Polls point to a big win for the opposition center-right Conservatives -- which would be the first change of government in Britain since 1997 -- and there appears little Brown can do or say to reverse his party's fortunes.

Public opinion of the 58-year-old Scot, who took over from Tony Blair in 2007, has sunk in the last year as Brown has been damaged by a scandal over politicians' expenses, rising unemployment and a perception that he is a ditherer.

He will address his ruling Labor party at its annual conference in the southern English city of Brighton Tuesday hoping to change that in a speech that will be televised live.

Aides said Brown will argue his decisions have taken the sting out of the recession and put Britain on track to economic recovery. He also plans tough laws on bankers' bonuses, and binding commitments to cut the record budget deficit.

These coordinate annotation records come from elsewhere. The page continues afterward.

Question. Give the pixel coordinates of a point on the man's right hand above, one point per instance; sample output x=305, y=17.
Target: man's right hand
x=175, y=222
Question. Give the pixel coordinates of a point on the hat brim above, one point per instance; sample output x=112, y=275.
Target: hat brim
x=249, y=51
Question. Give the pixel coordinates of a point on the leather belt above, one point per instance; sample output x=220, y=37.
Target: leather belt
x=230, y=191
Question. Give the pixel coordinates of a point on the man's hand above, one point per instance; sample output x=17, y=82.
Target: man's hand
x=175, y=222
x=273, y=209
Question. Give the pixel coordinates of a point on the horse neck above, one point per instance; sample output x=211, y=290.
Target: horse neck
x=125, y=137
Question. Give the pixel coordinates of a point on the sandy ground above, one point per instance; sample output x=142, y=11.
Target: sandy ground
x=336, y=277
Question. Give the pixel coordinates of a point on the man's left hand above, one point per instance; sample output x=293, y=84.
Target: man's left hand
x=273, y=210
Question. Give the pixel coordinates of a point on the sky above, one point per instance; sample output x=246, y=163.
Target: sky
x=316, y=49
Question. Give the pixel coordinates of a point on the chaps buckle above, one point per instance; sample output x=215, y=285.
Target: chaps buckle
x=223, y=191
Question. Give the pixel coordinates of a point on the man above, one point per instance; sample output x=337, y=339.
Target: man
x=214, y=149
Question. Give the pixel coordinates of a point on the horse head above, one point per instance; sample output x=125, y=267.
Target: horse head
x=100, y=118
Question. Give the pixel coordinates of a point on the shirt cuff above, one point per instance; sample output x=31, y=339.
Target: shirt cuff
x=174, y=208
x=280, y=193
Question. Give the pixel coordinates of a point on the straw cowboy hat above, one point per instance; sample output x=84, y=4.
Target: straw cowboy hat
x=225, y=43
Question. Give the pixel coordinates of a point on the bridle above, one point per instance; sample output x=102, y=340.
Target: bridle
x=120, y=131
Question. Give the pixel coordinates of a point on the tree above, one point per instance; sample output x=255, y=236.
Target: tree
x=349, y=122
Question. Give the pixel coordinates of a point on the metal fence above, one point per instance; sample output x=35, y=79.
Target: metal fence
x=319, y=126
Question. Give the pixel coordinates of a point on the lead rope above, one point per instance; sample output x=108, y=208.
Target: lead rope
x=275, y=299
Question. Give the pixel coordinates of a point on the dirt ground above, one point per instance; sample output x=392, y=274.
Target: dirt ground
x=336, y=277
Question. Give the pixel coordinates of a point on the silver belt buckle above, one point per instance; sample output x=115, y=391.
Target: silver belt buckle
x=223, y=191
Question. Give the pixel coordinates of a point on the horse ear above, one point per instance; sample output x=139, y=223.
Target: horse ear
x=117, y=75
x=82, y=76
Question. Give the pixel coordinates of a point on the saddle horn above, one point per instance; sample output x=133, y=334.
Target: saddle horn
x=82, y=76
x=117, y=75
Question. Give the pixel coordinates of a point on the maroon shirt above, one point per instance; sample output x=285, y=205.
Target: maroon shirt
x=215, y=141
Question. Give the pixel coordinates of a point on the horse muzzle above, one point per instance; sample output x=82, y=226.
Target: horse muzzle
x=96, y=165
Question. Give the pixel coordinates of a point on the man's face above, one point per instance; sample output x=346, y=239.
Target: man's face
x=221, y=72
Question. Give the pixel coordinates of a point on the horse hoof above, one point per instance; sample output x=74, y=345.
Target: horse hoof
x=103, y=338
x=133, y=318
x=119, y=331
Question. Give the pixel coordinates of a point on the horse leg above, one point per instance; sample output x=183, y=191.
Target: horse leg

He will try to assuage voter anger over the expenses scandal that damaged all of Britain's main political parties and will counter opposition charges that British society is falling apart, with measures to tackle youth crime and binge drinking.

We will not stand by and see the lives of the lawful majority disrupted by the behavior of the lawless minority, Brown will say, according to extracts from his speech released in advance.

The decent, hard-working majority are getting ever more angry -- rightly so -- with the minority who will talk about their rights but never accept their responsibilities.


The run-up to the crucial party conference season could not have gone worse for Brown after his trip to last week's G20 summit -- normally a stage on which he shines -- was soured by rumors that U.S. President Barack Obama had snubbed him.

Scenting blood, the British media turned to unsubstantiated claims his health was failing and polls showing the Conservatives were way out in front.

A series of opinion polls show Labor suffering under Brown, with the latest putting it down in third place for the first time since 1982, pollster Ipsos Mori said.

The survey put the main Conservative opposition party on 36 percent, the left-leaning Liberal Democrats on 25 percent and Labor on 24 percent.

The atmosphere in Brighton, a seaside resort south of London, has been predictably subdued as many in the Labor party contemplate life out of government.

But business minister and ex-European Union trade commissioner Peter Mandelson Monday sought to convince the party all was not lost, with a rousing speech saying the election was still up for grabs.

It was a speech that someone needed to make, said Ruairi Tobin, a Labor activist from Swindon in western England. We need to fight and I'm not sure it is a case of going down fighting.
Political analysts say the result of the election, which must be called by June 2010, is not a foregone conclusion, pointing to several outcomes ranging from a big Conservative win to the outside chance of a small Labor majority.

Wary of the largest government borrowing bill in British history, financial markets are most afraid of a hung parliament which could hamper efforts to reduce the budget deficit, set to exceed 12 percent of Gross Domestic Product this year.